To be fair...my 3 weeks was a dealer only guess. If I thought he was going to call Keystone direct, I would have guessed May 26th.


----------



## MO7Bs (Apr 11, 2009)

Yeah, I almost feel petty for going so far just to get a screen.

But in the end I was willing to drop it and just pay for the thing.

Maybe next time they will think twice before blowing off a legit complaint from an otherwise happy customer. I would have went back time and again, and was telling everyone about the OB and how they needed to go get one and join me in all the fun.

Oh well...got my screen, going to Disney World, gonna have a great time with the family.

Hope all you fellow Outbackers have a great time and hope to see you in Branson this summer.

Paul


----------



## jetjane (Feb 8, 2007)

If it was me, I would have told Coachlight to stuff it and taken Keystone up on their off to send it to the other dealer, then I would give the other dealer my business from then on. If Coachlight is going to give you this kind of customer service for such a small legitimate claim, just what are they going to be like when you need them for the big ones.


----------



## 'Ohana (May 20, 2007)

jetjane said:


> If it was me, I would have told Coachlight to stuff it and taken Keystone up on their off to send it to the other dealer, then I would give the other dealer my business from then on. If Coachlight is going to give you this kind of customer service for such a small legitimate claim, just what are they going to be like when you need them for the big ones.

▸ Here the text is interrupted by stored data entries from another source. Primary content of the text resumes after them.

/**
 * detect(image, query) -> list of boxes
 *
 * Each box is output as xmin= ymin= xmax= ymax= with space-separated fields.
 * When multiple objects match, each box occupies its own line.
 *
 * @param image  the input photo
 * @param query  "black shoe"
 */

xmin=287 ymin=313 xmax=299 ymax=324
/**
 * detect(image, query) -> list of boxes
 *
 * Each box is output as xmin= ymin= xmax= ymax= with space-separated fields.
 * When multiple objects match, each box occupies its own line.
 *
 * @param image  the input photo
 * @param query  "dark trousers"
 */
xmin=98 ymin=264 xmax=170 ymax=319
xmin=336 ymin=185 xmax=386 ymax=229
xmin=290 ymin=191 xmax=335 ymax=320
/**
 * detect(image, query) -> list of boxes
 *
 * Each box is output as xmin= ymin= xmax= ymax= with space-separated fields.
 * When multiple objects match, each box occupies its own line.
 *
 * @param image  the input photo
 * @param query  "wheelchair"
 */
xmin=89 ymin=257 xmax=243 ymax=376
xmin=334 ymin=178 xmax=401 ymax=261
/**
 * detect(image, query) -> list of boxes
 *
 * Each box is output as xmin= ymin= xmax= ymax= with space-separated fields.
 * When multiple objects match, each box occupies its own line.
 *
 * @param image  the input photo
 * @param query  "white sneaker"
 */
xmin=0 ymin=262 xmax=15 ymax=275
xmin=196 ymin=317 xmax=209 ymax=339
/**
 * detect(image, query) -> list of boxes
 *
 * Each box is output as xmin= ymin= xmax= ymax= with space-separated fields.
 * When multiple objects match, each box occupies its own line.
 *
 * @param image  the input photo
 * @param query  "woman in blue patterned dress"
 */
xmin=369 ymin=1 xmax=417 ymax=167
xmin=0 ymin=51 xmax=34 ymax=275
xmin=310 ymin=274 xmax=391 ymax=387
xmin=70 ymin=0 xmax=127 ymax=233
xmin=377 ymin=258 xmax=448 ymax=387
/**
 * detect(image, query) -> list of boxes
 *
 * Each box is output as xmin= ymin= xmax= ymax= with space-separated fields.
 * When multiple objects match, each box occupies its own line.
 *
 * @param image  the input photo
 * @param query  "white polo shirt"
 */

I for one have to second this motion









1. Keep and install the black screen from the selling dealer, until the white one arrives from keystone to the dealer next door.
2. After receiving the replacement from Keystone, inquire to the dealer next door if they would be willing to take you on as a customer for doing all warranty work and repairs if ever needed and tell them why you're asking.
3. Give black screen back along with a detailed letter addressed to the owner stating why they've just lost a customer.

Ed


----------



## Oregon_Camper (Sep 13, 2004)

'Ohana said:


> 3. Give black screen back along with a detailed letter addressed to the owner *stating why they've just lost a customer.*


...and an untold number of references to them for potential buyers.


----------